FIG. 1 Horizontally guides a steel sheet between adjacent blocks of a continuous annealing furnace in which a furnace that guides the steel sheet in a longitudinal direction by a guide roll in a zigzag manner is arranged in tandem (serial). FIG. 3 is a vertical cross-sectional view of a neck portion having a narrow furnace wall gap in the height direction along a steel plate transfer line Lt-Lt, which is a cross-sectional view taken along the line I-I of FIG. 2.

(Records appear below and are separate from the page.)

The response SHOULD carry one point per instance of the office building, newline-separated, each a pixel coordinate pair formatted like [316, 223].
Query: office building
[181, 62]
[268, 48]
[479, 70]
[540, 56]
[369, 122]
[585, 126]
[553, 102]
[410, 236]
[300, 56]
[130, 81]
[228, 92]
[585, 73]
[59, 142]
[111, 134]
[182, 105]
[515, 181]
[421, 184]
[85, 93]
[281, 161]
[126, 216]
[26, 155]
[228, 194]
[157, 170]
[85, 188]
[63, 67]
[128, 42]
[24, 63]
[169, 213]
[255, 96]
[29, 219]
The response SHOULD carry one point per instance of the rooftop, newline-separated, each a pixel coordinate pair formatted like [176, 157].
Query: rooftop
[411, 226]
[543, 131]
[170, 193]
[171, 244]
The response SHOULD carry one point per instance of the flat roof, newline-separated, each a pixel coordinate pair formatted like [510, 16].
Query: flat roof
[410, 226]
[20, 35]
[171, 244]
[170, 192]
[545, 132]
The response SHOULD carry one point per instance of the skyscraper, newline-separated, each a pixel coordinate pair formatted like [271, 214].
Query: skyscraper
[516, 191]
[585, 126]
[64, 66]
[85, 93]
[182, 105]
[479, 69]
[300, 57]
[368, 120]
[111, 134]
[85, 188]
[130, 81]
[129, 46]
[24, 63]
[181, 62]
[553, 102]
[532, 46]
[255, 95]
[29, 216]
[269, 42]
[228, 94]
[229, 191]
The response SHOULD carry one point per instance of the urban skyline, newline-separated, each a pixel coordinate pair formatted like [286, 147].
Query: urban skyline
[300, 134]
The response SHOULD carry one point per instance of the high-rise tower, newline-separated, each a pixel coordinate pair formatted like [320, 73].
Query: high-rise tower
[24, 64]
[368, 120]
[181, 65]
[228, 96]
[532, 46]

FIG. 2 is a sectional view taken along line II-II of FIG.

[Explanation of symbols]

1e: Lower furnace wall 1r: Upper furnace wall 2e: First opening 2r: Second opening 3e: First shield 3r: Second shield 4e: Opening 4r: Opening 5e, 6e: Opening 5r, 6r: Opening 7e: First slider 7r: Second slider 8e, 9e: Light-transmissive plate 8r, 9r: Light-transmissive plate 10e: Light source device 10r: Photodetector 11e, 12e: N ₂ gas pipe 11r, 12r:
N ₂ gas pipes 13e, 14e: guide rails 13r, 14r:
Guide rail 15e: Support arm 15r: Support arm
Mu

Claims (3)

[Claims] 1. A first opening and a second opening, which face each other and which face each other with a steel plate transfer line in a furnace portion of a continuous steel strip processing facility having an annealing furnace, which are opened in the furnace wall facing each other; A first shielding material and a second shielding material that surround the opening and the second opening and have openings at portions opposite to these openings; light that passes through the opening of the first shielding material and that substantially passes through the first shielding material; A first light-transmissive plate member; a second light-transmissive plate member which closes an opening of the second shielding material and allows light passing through the opening to substantially pass therethrough;
A light source device which is outside the light-transmissive plate body, emits light toward the second opening through the plate body, the opening of the first shielding material, and the first opening; Along the steel plate transfer line, which is on the outside of the plate body and detects the light arriving from the first opening through the second opening and the opening of the second shielding material to the second light-transmissive plate body. An identification hole detection device for a steel plate in a furnace, comprising: an optical detection device for detecting an identification hole of a moving steel plate. 2. The identification hole detection device for the in-reactor steel plate according to claim 1, further comprising a tube body for supplying gas to the inner space of the first shielding material and the second shielding material. 3. A relationship in which two or more sets of a first light-transmissive plate body and a second light-transmissive plate body are provided, and when one set is placed at the opening position, the other is in a retracted position. Placed in 1
The identification of the in-reactor steel plate according to claim 1 or 2, further comprising a slider that can be moved to a first position for placing a set of plates at the position of the opening and a second position for placing the other plate at the position of the opening. Hole detection device.